This post is a few days (4!) later than I planned, but as you read I think you may see why.
The timeframe for my 30 Before 30 project is nearing the end. I have just shy of three weeks left, and I have come to a realization: I’m not going to complete my list!
A month or two ago, I might have been upset that I won’t be completing everything on my list. Today, I have accepted that I gave myself a lot to do with this list and while I haven’t managed everything, I have learned and accomplished much more than what was on this list.
First of all, these are the things I didn’t manage to accomplish:
- I didn’t go on a picnic.
- I didn’t go for a hike.
- Bird of Hope WIP remains unfinished.
- I still can’t drive standard.
- I didn’t read the books I own that I haven’t read yet; however, the number of books managed to increase!
- I read only 1 non-fiction book.
- I didn’t lose 15 pounds, instead I gained 30.
- I only made 1 “new, healthy, interesting” meal.
- I only noted 11 specific new things I have learned.
As I mentioned, a short time ago this list would have sent me over the deep end with an anxiety attack of epic proportions; but I can handle things like this a bit better these days. It’s in keeping with my promise to be more kind to myself and to not hold myself to a ridiculous double standard as I have so often in the past. So no, I didn’t complete everything on my list. But I also recognize that I learned and did so much more than the things on this list. This list does not define me!
That all being said, let’s take a look at what I’ve learned during the same time period:
- Cross stitching is out for me right now and that Bird of Hope WIP won’t be getting done anytime soon. Crocheting is my jam right now, and I’ve made many things to be proud of including dish cloths, coasters, scarves, and my now half-finished blanket.
- I’m not at all adventurous when it comes to cooking. As much as I love food and trying new dishes, it’s just too much work to try and find new recipes and test them. I’m also not a baker.
- Losing weigh is HARD, gaining it is much easier. ESPECIALLY when dealing with many months of an emotional rollercoaster. I feel like telling anyone who judges overweight people to just fuck off, because you have no idea what they are dealing with, myself included. Also, the next episode of the day’s TV show is MUCH more enticing to me than any kind of physical activity…but that might also be my depression talking.

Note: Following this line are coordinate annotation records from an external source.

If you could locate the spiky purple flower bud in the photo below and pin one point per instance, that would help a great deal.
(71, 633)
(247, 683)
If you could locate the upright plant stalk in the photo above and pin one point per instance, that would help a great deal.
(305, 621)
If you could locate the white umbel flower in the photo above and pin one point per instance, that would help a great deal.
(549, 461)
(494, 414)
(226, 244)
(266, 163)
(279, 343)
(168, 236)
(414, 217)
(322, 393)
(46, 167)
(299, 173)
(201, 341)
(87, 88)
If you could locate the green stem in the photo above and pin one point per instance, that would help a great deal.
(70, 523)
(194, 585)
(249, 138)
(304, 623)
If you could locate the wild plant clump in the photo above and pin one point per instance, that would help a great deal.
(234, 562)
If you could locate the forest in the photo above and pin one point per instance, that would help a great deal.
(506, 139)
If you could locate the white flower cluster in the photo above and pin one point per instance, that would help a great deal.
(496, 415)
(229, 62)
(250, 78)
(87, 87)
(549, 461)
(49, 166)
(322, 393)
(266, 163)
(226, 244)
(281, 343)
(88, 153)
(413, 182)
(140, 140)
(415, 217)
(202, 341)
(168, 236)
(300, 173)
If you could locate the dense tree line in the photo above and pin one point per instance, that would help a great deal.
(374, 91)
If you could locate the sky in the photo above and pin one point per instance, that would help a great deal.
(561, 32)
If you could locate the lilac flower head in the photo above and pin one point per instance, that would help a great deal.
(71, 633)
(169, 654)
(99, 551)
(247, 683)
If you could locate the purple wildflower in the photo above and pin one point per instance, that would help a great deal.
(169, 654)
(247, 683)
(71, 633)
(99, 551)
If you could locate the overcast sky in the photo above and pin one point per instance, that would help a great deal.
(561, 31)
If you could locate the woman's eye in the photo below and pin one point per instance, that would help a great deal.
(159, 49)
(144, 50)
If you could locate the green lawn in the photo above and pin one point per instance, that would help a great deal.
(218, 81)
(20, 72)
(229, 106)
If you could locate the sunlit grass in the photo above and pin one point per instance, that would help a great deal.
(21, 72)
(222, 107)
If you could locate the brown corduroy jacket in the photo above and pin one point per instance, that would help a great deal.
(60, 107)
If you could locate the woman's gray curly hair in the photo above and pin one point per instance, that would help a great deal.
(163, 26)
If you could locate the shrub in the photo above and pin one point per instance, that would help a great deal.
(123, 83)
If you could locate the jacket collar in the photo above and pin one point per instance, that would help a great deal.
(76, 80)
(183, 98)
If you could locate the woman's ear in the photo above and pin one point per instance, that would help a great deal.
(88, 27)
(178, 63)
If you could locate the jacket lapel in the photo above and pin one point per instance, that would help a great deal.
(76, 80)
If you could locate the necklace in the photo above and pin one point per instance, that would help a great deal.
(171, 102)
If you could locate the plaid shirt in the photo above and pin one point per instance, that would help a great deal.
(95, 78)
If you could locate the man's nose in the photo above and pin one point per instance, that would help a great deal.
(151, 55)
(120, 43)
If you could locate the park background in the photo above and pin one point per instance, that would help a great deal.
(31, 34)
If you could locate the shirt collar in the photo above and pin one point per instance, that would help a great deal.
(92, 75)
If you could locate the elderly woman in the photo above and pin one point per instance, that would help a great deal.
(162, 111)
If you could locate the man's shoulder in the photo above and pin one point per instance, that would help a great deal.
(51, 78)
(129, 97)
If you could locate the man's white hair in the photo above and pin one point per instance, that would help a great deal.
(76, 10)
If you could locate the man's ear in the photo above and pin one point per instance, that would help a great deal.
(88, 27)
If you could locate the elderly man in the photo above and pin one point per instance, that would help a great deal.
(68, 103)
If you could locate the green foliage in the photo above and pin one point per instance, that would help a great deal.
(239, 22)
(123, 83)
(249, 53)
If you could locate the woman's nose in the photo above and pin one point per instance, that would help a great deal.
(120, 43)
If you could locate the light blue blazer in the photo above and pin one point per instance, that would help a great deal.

- The Winter Blues is a thing. I have been officially diagnosed as have persistent depressive disorder with seasonal worsening. And OH BOY does it ever worsen! It starts in October for me, and there went a good chunk of my list completing time. Another thing I am learning to accept about myself. Things sometimes don’t happen because of things are that aren’t completely within my control. I can’t control or fix my depression, I can only manage it. And during the fall and winter months, that usually means that getting my dishes done is a huge victory, let along doing something like going for a hike.
Some of these things are minor things and some of them are pretty huge; however all of it is indicative of my getting to know myself better. This is a huge deal considering I have spent a good chunk of my life trying to make everyone around me happy and be what they think I should be rather than make myself happy and be who I want to be. Not living like that has made my life much easier, and much happier. It has led me to accomplishing so many more things outside of my 30 Before 30 list, just general life-things. Things even bigger than the list:
- I made a very difficult and life-changing decision over the summer (as you, my readers well know) and my life has taken off and been a bit of a whirlwind ever since.
- I moved into a place that is truly my own, and I am living completely on my own for the very first time ever.
- I’ve reconnected with many friends and made many more. I have a real social life.
- I am spending more time with family than ever, and am finally getting to know my nieces and nephew.
- I wrote a short piece of poetry that I continue to be proud of.
- I crashed emotionally and have built myself back up slowly but surely to be stronger than ever.
- I GOT A NEW JOB!
The items in this list include so many different things, small accomplishments that were stepping stones to the large. I’m still learning and accomplishing as we speak. I don’t think it’s ever going to end! There has just been so much change in the past year, it’s hard to believe, even for myself. I am so proud of EVERYTHING I had accomplished in this past year. This year, I am convinced, will only be full or more. More accomplishments, more experiences, more learning, yet more self-discovery. More everything. As I embark on this new journey that starts with a new job on February 16, I couldn’t be more excited for what is to come. I think the 30 Before 30 list has been and is a raving success. It has really been an experience in personal growth. It got me started, and just look where I am now!